En tout état de cause,
* DEBOUTER Madame [M] de l’ensemble de ses demandes, moyens, fins et prétentions, mal fondées;
* CONDAMNER Madame [M] à payer à Monsieur [L] [H] les sommes de :
* 125 000 euros de dommages et intérêts à titre de préjudice moral,
* 150 000 euros de dommages et intérêts à titre de préjudice économique.
* CONDAMNER Madame [M] à payer à Monsieur [L] [H] la somme de 15 000 EUROS au titre de l’article 700 du code de procédure civile ;
* CONDAMNER Madame [M] aux entiers dépens.

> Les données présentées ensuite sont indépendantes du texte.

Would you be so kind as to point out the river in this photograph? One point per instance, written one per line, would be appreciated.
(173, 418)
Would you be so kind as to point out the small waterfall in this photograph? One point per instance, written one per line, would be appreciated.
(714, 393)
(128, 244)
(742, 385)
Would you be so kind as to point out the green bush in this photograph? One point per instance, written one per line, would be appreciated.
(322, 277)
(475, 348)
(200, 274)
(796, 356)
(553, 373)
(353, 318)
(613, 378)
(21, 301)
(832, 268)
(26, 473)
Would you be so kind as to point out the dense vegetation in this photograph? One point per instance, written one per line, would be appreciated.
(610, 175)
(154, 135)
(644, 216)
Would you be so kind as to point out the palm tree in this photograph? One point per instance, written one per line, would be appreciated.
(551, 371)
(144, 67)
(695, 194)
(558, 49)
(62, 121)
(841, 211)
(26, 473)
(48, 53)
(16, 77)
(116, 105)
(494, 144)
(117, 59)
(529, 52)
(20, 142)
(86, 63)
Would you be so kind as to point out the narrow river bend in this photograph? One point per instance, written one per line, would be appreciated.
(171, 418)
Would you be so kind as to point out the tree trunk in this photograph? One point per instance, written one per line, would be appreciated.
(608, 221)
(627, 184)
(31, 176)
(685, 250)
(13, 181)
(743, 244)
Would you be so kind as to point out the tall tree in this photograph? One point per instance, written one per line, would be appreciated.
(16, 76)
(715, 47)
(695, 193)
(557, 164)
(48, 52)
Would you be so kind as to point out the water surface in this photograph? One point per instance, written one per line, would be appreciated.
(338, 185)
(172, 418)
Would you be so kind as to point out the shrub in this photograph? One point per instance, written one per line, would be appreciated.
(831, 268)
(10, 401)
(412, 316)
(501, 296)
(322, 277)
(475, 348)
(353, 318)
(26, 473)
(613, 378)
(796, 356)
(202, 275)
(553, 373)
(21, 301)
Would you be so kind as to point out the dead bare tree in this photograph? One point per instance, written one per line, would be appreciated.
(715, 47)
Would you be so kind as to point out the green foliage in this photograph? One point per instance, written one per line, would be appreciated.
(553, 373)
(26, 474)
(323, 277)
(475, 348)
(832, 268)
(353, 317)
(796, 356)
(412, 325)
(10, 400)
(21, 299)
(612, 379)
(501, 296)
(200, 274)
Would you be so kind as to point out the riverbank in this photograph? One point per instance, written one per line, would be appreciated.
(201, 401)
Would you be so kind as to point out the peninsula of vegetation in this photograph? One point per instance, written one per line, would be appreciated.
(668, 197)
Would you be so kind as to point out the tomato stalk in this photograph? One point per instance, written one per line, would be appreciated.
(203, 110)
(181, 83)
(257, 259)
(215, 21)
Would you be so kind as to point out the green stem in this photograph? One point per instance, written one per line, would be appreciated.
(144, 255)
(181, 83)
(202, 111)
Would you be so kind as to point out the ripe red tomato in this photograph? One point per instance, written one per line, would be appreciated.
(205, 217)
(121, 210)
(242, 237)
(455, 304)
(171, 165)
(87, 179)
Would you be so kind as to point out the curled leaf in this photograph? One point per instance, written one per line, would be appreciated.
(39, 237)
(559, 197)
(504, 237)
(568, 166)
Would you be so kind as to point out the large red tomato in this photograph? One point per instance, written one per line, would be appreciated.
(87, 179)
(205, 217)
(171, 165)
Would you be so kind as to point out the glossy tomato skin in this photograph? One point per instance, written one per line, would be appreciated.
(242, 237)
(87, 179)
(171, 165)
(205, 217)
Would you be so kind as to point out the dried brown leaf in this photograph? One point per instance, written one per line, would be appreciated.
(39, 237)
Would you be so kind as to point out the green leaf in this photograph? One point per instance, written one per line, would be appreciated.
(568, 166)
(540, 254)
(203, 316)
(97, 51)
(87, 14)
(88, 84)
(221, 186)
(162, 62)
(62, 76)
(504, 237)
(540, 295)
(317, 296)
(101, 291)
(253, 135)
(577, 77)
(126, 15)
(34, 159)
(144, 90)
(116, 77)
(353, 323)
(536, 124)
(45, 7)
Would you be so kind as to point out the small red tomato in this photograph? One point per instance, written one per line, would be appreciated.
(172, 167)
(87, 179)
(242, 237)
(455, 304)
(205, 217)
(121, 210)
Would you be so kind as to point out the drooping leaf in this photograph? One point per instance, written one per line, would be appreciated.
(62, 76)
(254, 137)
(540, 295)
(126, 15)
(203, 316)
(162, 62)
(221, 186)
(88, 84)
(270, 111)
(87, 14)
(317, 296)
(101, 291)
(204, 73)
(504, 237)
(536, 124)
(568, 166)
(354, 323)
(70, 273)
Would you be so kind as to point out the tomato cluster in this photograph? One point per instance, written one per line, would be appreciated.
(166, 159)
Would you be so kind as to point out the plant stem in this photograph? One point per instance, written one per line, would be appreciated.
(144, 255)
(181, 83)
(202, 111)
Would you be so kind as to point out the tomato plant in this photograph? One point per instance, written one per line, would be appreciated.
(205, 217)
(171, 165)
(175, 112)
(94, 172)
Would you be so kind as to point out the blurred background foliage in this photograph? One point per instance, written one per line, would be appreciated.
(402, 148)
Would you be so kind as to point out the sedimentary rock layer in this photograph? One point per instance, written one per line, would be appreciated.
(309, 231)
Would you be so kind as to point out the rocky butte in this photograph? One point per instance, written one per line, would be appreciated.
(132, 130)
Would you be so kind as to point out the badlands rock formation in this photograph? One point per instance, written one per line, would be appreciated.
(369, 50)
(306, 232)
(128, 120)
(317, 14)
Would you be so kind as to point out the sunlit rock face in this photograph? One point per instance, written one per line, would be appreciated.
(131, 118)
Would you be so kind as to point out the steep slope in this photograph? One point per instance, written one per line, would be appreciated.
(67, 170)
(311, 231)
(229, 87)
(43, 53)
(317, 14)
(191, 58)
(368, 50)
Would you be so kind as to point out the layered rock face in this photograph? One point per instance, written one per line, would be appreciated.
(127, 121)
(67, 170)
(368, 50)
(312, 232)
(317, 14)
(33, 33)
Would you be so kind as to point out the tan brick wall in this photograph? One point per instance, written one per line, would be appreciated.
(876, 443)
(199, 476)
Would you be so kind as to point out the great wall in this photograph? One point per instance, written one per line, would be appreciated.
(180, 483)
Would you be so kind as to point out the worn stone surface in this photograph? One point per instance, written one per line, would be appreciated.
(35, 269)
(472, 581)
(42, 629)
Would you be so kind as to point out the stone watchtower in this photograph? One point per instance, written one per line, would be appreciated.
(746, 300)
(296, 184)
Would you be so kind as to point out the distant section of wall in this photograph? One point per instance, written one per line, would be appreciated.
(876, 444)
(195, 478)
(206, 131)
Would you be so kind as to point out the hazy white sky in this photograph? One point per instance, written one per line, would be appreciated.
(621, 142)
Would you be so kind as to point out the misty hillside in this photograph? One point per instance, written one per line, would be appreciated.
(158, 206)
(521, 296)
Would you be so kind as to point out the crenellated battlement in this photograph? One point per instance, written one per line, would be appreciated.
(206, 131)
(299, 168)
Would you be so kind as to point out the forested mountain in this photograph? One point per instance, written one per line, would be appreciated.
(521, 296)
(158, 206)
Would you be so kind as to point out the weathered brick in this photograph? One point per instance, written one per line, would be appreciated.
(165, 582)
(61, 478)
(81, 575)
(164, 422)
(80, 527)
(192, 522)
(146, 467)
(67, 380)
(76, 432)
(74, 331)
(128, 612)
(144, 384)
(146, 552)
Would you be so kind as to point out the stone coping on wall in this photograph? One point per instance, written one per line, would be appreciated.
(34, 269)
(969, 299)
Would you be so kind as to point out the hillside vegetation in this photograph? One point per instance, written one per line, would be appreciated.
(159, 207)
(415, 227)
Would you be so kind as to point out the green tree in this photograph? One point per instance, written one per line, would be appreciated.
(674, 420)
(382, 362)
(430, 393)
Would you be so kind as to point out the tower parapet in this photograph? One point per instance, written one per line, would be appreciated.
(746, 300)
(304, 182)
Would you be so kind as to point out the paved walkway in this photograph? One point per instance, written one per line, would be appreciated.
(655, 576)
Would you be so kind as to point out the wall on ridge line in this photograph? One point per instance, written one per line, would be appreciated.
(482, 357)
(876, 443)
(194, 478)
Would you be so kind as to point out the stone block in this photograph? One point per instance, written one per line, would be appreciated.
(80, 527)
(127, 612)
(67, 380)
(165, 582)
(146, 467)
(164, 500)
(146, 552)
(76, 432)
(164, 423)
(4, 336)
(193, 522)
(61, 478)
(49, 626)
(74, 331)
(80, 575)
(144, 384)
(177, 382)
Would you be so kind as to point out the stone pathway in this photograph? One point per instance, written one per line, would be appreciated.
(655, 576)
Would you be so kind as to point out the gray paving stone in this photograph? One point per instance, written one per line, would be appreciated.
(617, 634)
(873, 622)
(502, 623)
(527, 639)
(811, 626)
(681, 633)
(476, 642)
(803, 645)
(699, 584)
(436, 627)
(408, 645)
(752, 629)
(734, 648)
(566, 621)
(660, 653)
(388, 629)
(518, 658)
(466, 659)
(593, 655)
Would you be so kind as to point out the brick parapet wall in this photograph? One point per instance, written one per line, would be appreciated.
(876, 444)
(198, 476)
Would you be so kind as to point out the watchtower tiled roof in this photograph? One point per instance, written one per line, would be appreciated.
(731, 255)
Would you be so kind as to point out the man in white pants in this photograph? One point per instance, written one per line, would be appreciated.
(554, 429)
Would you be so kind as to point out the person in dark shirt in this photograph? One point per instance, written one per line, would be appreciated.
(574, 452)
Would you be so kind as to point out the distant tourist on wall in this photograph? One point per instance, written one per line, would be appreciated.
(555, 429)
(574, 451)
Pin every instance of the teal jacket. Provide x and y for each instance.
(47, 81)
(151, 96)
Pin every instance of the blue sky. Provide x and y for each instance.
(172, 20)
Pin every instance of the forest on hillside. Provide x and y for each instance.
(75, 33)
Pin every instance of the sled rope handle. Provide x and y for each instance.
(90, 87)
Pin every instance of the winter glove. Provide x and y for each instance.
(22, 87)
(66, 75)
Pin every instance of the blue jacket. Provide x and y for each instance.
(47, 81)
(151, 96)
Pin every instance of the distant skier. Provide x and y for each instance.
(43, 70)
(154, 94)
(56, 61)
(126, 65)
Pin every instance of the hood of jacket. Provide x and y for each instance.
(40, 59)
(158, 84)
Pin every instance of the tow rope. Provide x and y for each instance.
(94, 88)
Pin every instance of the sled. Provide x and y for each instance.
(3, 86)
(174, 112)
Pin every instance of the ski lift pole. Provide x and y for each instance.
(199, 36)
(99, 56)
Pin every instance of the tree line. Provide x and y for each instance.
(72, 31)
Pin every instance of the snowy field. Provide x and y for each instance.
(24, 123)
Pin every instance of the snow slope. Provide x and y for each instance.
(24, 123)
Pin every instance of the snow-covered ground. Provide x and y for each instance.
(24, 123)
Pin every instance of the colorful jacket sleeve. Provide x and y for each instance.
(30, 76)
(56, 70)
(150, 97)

A l’audience du 31 octobre 2024, et dans le dernier état de ses prétentions, [E] demande au tribunal de :
Sur les demandes avant dire-droit
* DEBOUTER Monsieur [L] [H] de ses demandes afin de communication de pièces, d’expertise judiciaire et de désignation d’un mandataire ad hoc;
* Sur les demandes relatives aux rémunérations antérieures au 1er janvier 2023
A titre principal
DECLARER irrecevables les demandes de Monsieur [L] [H] ;
A titre subsidiaire
DEBOUTER Monsieur [L] [H] de ses demandes ;
A titre infiniment subsidiaire
CONDAMNER Monsieur [L] [H] à garantir Madame [E] [M] de toutes condamnations qui seraient prononcées à son encontre au titre des rémunérations antérieures au 1er janvier 2023 ;
Sur les demandes relatives aux rémunérations postérieures au 1er janvier 2023
DEBOUTER Monsieur [L] [H] de sa demande en annulation de la résolution votée lors de l’assemblée du 30 octobre 2023 ;
* DEBOUTER Monsieur [L] [H] de sa demande de remboursement ;
Sur les demandes de paiement de dommages-intérêts à titre personnel À titre principal
* DECLARER irrecevables les demandes de Monsieur [L] [H] relatives à des faits antérieurs au 13 octobre 2019 pour les actes reprochés en qualité de gérante et au 13 octobre 2017 pour les actes reprochés en qualité d’associée ;
En tout état de cause
* DEBOUTER Monsieur [L] [H] de ses demandes de dommagesintérêts;
En toute hypothèse
* CONDAMNER Monsieur [L] [H] à payer à Madame [E] [M] la somme de 15.000 euros au titre de l’article 700 du Code de procédure civile ;
* DEBOUTER Monsieur [L] [H] de toutes ses demandes, fins et prétentions;
* ÉCARTER l’exécution provisoire de droit ;
* CONDAMNER Monsieur [L] [H] aux entiers dépens de l’instance.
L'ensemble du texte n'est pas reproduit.